I miss her so fucking much. It feels like there’s a hole where my heart should be, but also like there are a million, a billion, shattered pieces rattling around in my chest. I am full of second guesses and guilt and doubts, and the selfish part of me wishes I had kept her here for another month. No amount of time would’ve been enough, but what I wouldn’t give to rub her belly, scratch behind her ears, share a roast beef sandwich, just one more time.
I’m not sure what I believe about the universe and the afterlife, and, no offense to anyone who finds it comforting, but I abhor the “Rainbow Bridge” jargon. But if there is something beyond, I hope Penny will deign to check in on me every now and again. I hope she’s gotten to meet Kismet and Gilgo, and maybe even my gran. I hope they’re all taking care of each other. I hope Penny is eating every flavor of Temptations and all the Lil Soups that can fit in her stomach. I hope she’s running and playing without a limp. I hope she can rest in sunshine like the beams that fell through the balcony door on a warm spring morning.
Miss Moneypenny was the best goddamn cat to ever live on this planet. I did not deserve her, but I am so glad we chose each other. And I would do it again, and again, and again.
Rest easy, pretty girl.
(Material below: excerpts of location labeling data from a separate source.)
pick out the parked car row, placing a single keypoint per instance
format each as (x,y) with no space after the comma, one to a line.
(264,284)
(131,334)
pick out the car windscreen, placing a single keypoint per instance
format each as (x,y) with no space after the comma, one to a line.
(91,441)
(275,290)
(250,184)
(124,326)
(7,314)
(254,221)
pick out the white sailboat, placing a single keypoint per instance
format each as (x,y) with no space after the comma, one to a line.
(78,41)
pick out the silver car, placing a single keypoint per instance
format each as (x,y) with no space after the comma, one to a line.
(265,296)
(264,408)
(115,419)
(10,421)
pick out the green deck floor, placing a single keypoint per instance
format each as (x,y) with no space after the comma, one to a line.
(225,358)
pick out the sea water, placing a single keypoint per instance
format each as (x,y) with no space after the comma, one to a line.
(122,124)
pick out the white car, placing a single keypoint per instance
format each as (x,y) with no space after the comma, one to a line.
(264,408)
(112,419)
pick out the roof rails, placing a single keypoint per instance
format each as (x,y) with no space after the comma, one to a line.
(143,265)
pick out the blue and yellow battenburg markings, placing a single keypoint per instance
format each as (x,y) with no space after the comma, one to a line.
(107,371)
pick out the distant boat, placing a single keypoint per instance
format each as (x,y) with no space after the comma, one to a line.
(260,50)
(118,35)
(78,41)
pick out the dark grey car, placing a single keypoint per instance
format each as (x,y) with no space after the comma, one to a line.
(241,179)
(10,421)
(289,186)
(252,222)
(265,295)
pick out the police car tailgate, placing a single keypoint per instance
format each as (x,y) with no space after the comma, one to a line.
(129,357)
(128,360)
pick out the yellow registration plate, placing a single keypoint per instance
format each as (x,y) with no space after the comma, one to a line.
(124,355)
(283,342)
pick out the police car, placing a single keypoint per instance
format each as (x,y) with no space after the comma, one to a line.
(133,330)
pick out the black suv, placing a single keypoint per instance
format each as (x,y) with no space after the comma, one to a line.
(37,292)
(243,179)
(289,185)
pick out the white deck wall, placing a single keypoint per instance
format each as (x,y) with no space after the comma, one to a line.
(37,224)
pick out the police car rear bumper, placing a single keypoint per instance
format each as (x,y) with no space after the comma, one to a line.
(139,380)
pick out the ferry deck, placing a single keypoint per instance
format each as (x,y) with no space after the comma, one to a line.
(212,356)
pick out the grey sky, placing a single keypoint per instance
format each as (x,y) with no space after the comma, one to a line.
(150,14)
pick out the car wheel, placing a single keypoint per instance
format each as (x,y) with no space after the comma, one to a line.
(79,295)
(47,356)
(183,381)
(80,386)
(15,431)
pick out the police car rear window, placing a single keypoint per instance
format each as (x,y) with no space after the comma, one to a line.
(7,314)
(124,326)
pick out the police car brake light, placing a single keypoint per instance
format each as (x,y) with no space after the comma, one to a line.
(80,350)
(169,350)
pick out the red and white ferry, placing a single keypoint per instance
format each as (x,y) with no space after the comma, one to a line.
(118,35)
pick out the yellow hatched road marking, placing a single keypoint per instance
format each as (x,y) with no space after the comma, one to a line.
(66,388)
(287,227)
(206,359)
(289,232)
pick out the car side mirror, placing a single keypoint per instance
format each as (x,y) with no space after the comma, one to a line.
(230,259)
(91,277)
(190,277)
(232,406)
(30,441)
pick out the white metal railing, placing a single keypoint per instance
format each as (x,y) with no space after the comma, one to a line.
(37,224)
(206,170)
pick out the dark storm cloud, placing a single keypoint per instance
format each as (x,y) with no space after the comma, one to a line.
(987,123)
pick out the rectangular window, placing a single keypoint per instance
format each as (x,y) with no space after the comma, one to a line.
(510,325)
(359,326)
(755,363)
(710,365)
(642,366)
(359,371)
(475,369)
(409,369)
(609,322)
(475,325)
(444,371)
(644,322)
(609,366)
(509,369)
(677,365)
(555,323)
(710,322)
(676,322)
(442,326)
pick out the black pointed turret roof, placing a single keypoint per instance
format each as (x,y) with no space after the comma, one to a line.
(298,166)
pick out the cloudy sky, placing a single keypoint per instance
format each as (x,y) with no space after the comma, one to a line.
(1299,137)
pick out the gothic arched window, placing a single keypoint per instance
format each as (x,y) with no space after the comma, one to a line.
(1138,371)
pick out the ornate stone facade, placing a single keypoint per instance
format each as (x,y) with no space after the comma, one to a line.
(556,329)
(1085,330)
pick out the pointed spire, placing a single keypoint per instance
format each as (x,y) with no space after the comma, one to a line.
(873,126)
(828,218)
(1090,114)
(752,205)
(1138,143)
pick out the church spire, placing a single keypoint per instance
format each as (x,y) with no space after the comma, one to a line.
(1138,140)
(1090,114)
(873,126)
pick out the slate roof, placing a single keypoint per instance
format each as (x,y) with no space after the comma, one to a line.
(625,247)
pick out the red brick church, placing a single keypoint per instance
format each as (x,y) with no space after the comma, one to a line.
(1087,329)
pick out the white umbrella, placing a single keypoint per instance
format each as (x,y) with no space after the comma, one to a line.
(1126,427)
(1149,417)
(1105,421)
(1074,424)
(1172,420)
I’ve got it from here.
Miss Moneypenny
February 3, 2018 — January 12, 2025
(For the record, her birthdate is a total guess. I wanted to give her a Bond-related birthday, but nothing was working with her estimated age, so I went for a literary allusion instead and had her share with Gertrude Stein.)
In lieu of flowers, please hold your favorite furry friends close and, if you’re able, donate to a local animal rescue, so that other amazing animals can find loving homes and live the lives they deserve.